Last spring, he finished his second consecutive term as chairman of the NCTA board of directors and still serves on its executive committee. He's also a member of the executive committee of CableLabs and is on the board of directors of C-SPAN, The Cable Center, and the Walter Kaitz Foundation. He's a member of the Women in Cable and Telecommunications board of trustees. No wonder that, in 2000, he was given the Distinguished Alumnus Award from Boston University, where he is a 1974 graduate of its college of communications.

He has communicated much since then, not just on all those boards but in front of Congress, too. "The key to innovation for cable has always been two-fold: consumer demand and freedom from excessive regulation," he told the Senate Commerce Committee in 2001, during its probe of the industry's transition to a digital age.

Even back then, Willner was warning legislators about the looming battle over digital must-carry. He noted pointedly, "To date, broadcasters have not developed a digital business plan. They do not even know how much spectrum they will devote to 'free TV.' Six years ago, this entire discussion was about broadcasters' need to deliver HDTV over the air. With that spectrum now in hand, that plan seems dead."

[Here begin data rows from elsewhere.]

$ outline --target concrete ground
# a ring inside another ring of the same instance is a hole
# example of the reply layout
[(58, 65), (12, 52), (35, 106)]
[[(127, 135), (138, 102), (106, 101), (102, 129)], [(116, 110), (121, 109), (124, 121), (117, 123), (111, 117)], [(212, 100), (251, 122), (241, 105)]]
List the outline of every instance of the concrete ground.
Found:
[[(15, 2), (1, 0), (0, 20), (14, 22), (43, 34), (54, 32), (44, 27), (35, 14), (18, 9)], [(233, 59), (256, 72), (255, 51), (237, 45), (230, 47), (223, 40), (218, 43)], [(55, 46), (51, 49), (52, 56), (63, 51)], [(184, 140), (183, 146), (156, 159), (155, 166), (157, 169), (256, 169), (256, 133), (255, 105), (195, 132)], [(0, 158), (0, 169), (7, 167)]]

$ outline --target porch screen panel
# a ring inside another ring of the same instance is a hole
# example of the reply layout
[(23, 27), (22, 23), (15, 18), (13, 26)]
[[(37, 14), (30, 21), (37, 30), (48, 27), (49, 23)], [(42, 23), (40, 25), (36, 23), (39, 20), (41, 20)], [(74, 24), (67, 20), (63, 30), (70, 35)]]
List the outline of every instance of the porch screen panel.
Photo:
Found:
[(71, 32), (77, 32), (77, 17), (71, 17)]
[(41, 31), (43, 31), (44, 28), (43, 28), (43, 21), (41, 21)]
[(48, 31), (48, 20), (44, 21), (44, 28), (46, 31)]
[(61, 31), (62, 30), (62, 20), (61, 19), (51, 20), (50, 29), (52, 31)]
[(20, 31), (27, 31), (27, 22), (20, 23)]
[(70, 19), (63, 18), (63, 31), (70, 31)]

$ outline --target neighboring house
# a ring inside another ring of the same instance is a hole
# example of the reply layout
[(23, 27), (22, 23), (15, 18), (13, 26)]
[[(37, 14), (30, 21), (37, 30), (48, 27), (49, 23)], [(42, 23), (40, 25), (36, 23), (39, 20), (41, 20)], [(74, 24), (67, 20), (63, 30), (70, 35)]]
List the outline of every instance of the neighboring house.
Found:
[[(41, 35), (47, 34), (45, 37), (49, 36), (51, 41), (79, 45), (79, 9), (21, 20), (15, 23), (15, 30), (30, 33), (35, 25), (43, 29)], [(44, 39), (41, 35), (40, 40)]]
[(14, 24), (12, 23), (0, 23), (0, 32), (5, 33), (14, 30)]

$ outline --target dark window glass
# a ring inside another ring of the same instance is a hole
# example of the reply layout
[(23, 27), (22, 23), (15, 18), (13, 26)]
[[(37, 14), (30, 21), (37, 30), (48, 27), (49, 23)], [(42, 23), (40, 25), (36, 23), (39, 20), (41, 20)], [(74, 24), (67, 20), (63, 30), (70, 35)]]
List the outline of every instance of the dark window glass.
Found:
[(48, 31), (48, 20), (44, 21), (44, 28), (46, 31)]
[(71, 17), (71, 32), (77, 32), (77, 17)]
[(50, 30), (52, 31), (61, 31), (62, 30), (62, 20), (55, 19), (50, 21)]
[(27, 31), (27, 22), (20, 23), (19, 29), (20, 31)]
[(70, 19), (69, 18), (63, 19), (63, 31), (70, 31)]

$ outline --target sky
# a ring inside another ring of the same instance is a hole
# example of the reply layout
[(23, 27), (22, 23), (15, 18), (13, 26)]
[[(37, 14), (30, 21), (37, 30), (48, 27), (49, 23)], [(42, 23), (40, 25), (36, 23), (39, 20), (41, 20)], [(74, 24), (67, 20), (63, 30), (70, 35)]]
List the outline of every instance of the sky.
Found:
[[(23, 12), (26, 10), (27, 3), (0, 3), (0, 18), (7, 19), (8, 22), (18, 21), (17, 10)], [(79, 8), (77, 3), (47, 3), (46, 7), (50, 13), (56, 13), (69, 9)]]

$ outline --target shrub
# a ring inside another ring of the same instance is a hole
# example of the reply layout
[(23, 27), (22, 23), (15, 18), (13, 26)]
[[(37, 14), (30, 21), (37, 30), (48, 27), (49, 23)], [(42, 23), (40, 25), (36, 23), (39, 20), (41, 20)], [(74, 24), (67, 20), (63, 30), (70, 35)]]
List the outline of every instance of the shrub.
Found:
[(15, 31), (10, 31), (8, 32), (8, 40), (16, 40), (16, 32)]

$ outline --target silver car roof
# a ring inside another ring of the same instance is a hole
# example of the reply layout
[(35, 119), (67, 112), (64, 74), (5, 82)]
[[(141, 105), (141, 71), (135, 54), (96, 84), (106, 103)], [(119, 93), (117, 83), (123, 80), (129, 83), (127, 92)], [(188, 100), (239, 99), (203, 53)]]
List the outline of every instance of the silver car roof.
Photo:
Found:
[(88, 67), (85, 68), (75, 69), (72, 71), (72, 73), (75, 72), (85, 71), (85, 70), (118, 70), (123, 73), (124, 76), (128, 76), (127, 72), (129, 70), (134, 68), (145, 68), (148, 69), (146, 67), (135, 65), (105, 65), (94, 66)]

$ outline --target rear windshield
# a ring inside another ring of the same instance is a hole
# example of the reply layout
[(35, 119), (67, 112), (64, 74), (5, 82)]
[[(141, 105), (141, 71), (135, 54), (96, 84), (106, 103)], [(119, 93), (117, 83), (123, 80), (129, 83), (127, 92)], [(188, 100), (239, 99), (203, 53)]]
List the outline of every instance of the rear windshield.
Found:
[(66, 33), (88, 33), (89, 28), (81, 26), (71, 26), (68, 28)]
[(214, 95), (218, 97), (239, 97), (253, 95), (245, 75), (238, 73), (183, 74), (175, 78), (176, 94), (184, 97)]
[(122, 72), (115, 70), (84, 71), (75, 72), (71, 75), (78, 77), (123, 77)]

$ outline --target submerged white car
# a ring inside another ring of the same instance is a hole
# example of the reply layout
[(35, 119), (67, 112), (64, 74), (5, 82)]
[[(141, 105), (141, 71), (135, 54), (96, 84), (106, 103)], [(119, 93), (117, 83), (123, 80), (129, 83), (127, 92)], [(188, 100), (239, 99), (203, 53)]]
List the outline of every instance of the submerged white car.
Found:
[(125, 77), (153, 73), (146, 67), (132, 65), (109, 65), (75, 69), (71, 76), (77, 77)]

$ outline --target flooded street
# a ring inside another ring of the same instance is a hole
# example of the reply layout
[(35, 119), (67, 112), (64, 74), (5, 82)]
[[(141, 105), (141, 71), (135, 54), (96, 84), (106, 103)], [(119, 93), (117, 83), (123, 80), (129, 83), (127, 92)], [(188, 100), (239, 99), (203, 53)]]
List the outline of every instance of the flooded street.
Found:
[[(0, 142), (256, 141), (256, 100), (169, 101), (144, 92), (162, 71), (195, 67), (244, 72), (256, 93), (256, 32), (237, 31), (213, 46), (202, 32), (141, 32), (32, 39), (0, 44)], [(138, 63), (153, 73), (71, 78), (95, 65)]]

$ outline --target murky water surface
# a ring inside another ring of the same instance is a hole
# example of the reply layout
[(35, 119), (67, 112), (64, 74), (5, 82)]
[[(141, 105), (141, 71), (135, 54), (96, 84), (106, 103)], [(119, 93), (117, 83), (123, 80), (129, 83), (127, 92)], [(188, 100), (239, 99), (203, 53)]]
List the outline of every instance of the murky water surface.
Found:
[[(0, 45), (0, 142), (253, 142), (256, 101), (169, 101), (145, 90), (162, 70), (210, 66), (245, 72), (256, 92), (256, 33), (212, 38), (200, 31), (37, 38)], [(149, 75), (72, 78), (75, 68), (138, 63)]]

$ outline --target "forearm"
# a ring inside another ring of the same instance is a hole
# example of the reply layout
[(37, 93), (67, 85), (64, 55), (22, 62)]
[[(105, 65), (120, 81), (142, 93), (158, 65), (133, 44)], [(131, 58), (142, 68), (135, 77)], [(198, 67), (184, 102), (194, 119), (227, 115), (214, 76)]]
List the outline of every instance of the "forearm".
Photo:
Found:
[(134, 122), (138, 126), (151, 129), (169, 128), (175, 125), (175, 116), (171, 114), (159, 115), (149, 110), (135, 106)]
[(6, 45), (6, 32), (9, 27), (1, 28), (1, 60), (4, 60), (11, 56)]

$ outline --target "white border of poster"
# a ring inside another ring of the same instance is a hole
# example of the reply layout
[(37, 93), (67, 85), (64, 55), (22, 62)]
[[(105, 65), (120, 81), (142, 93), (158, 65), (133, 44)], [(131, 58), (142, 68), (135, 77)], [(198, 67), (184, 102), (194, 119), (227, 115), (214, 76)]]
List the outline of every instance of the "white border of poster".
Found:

That is Willner, telling it like it is, a personality trait you won't find lacking in him. He's also a risk-taker, as evidenced by his surprisingly technologically advanced cable systems, which serve about 1.3 million subscribers in small to midsize cities. It's the ninth-largest system in the nation.

Insight operates in Rockford, Peoria, Dixon, Springfield, and Champaign, Ill.; in Louisville, Lexington, Covington, and Bowling Green, Ky.; in Bloomington, Evansville, Lafayette, and Richmond, Ind.; and in Columbus, Ohio. In those "fly-over states," Willner has been a pioneer of high-speed-data, local-telephony, and interactive services. In fact, not all of it has worked; 2003 was a rough year that the company is just pulling out of now. "I don't think everything we did panned out to the extent we hoped," Willner said in a profile of the company published in B&C
in the April 26 issue.

But he adds, "I don't think anything we did had us falling on our face. We are quite successful in leading the charge in the [video-on-demand] area."

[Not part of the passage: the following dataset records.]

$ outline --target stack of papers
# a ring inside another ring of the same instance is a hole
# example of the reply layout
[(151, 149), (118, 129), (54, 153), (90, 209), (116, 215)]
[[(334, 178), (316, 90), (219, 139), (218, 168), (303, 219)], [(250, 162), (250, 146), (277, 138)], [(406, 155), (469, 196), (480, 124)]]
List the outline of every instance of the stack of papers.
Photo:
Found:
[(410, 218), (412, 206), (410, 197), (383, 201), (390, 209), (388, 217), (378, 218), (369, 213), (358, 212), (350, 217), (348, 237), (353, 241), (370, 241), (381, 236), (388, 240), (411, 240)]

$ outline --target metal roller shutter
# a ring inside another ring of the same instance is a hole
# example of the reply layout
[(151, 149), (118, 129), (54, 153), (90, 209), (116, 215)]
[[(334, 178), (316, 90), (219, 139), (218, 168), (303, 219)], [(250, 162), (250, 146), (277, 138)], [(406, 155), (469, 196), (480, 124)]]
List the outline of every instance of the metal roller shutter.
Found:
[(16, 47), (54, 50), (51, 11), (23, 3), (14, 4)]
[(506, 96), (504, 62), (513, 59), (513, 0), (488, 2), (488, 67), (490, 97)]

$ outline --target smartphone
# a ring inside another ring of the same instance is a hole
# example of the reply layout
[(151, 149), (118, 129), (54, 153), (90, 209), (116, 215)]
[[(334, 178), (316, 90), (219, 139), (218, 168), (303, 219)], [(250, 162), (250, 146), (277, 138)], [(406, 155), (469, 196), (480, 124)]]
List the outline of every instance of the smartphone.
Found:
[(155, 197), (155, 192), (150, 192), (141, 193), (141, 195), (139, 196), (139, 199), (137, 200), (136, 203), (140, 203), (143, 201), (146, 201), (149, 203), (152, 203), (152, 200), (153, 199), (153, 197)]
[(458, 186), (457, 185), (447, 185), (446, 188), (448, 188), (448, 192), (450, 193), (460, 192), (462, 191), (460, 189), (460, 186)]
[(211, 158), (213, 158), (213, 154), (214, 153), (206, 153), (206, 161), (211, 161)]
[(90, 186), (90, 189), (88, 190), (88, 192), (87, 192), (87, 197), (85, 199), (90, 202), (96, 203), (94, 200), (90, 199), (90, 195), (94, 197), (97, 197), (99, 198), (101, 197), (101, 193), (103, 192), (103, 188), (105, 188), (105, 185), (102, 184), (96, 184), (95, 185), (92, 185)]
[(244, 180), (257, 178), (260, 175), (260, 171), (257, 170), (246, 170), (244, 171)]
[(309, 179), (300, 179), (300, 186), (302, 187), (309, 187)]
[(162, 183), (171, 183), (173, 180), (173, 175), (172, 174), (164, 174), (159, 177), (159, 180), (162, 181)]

Being way out front is Willner's way of leading. When he became NCTA chairman in 2001, he said he thought cable's biggest challenge was to "start acting competitive as opposed to being complacent and relying solely on our core multichannel business. If we don't innovate, we're going to be slaughtered. Once cable was the only way people could get multichannel television. Today, customers all over the United States have at least two choices and sometimes more than that.

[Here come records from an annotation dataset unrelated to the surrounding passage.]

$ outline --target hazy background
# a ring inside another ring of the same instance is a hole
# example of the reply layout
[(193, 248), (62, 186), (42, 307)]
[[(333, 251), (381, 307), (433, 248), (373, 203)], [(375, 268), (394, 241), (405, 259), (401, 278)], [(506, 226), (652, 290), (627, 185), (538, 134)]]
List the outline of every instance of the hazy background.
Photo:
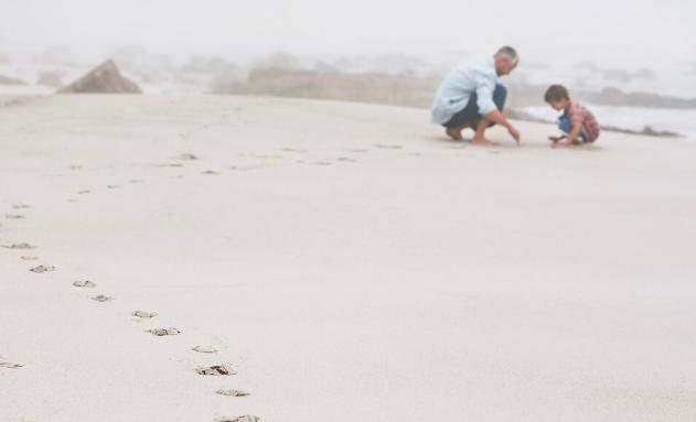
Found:
[[(696, 63), (693, 2), (638, 0), (2, 0), (0, 48), (124, 45), (176, 57), (489, 53), (512, 44), (532, 62), (604, 67)], [(693, 67), (693, 66), (692, 66)], [(692, 68), (690, 71), (694, 71)]]
[[(429, 78), (416, 82), (422, 91), (418, 98), (386, 101), (422, 106), (435, 80), (457, 62), (510, 44), (522, 56), (520, 68), (507, 79), (522, 88), (511, 97), (526, 95), (521, 107), (532, 107), (526, 110), (537, 116), (549, 116), (538, 91), (552, 83), (586, 91), (585, 100), (607, 88), (696, 99), (696, 36), (690, 22), (696, 3), (686, 1), (0, 1), (0, 78), (36, 85), (21, 93), (52, 91), (38, 87), (42, 73), (69, 83), (115, 58), (146, 94), (222, 90), (292, 96), (296, 91), (287, 86), (282, 93), (278, 87), (267, 93), (266, 82), (287, 80), (288, 75), (260, 75), (251, 88), (232, 86), (254, 77), (254, 69), (276, 66)], [(351, 84), (364, 85), (342, 83), (347, 90), (353, 89)], [(404, 80), (372, 83), (396, 86)], [(409, 84), (405, 86), (414, 86), (413, 80)], [(597, 104), (645, 102), (614, 99), (609, 96)], [(650, 107), (657, 102), (647, 101)], [(630, 120), (617, 111), (621, 110), (603, 113), (622, 125)], [(696, 120), (692, 115), (671, 116), (679, 123)], [(644, 120), (641, 117), (632, 127), (674, 129), (670, 118)], [(696, 123), (686, 131), (692, 130), (696, 133)]]

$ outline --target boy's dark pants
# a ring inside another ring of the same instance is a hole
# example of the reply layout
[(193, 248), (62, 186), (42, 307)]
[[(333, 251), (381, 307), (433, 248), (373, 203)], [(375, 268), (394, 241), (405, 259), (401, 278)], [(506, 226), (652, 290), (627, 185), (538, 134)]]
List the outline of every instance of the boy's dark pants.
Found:
[[(493, 89), (493, 102), (499, 110), (503, 111), (505, 107), (505, 99), (507, 98), (507, 88), (502, 86), (501, 84), (495, 85), (495, 89)], [(479, 125), (479, 120), (481, 119), (481, 115), (479, 113), (479, 105), (477, 93), (472, 93), (471, 97), (469, 97), (469, 102), (467, 102), (467, 107), (464, 107), (457, 115), (452, 116), (452, 118), (445, 125), (446, 128), (459, 128), (462, 126), (470, 126), (475, 129)], [(493, 126), (495, 123), (491, 123)]]

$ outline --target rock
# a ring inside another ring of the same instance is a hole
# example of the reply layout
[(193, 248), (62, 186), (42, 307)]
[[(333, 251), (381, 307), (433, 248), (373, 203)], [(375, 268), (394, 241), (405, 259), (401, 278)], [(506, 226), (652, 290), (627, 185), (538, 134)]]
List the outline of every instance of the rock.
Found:
[(142, 94), (138, 85), (125, 78), (114, 61), (106, 61), (57, 94)]
[(36, 84), (47, 86), (50, 88), (61, 88), (63, 80), (61, 80), (61, 74), (58, 72), (40, 72)]

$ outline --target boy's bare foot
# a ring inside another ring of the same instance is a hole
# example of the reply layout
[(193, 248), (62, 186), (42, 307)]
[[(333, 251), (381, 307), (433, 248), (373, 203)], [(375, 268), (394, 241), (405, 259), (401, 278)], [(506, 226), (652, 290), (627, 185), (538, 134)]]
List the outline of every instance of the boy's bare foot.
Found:
[(461, 131), (462, 128), (447, 128), (445, 130), (445, 133), (447, 133), (447, 136), (452, 138), (454, 141), (463, 141), (464, 138), (462, 138)]
[(480, 139), (473, 138), (471, 140), (471, 143), (474, 144), (474, 145), (497, 145), (499, 144), (497, 142), (491, 141), (491, 140), (485, 139), (485, 138), (480, 138)]

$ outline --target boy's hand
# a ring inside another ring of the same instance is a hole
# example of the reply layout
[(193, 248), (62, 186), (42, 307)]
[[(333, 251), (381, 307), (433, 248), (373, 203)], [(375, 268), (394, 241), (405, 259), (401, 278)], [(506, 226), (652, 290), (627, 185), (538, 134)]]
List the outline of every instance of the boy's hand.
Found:
[(520, 143), (520, 131), (517, 129), (515, 129), (514, 126), (508, 126), (507, 127), (507, 131), (510, 132), (510, 136), (513, 137), (513, 139)]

"We have a two-way platform," he added, "that can do more things than other platforms. We need to exploit that with multiple products for video and voice, such as local phone services and interactive television."

Indeed, Insight's systems have been lauded for their farsighted expansion into new areas—expansions that seem to have happened more quickly than consumers could grasp them. At the end of 1999, the now-defunct magazine Cablevision
gave Insight its Innovator Award in the new-media category for the cable operators' Local Source product, an interactive service available only in the Rockford system that allowed subscribers to use their remote control for all kinds of local information delivered via a Web based, interactive guide.

Like some of Insight's other products, though, Local Source may have been too much too soon. Concentrating so much effort on new services weakened Insight's analog base. Now Willner, while maintaining his role as an industry leader, is working on getting Insight on firm footing.

But that doesn't mean he's still not innovating. That's in his bones. Last December, Insight introduced customers to a new kind of set-top box. Delivering high-definition and a TiVo-like digital video recorder in one unit, it's expected to drive new sales. And Willner's Insight just launched a children's video-on-demand package, with news and sports packages soon to follow. Insight also completed a deal with ABC News to deliver special reports and Nightline
excerpts for a VOD offering.

Willner wants "good enough" to turn the corner to "best." In a speech to a House committee in 2002, he said, "The challenge we face is how to get a nation of consumers to migrate from a very good analog TV environment to an even better digital environment. We believe that compelling high-definition programming is the key to driving consumer demand for digital television. "

Although Insight Communications may have hit a few bumps in the road, it's clear that Willner is still there at the forefront, pushing change, pushing progress, and pushing innovation. He's the leading edge of cable's future.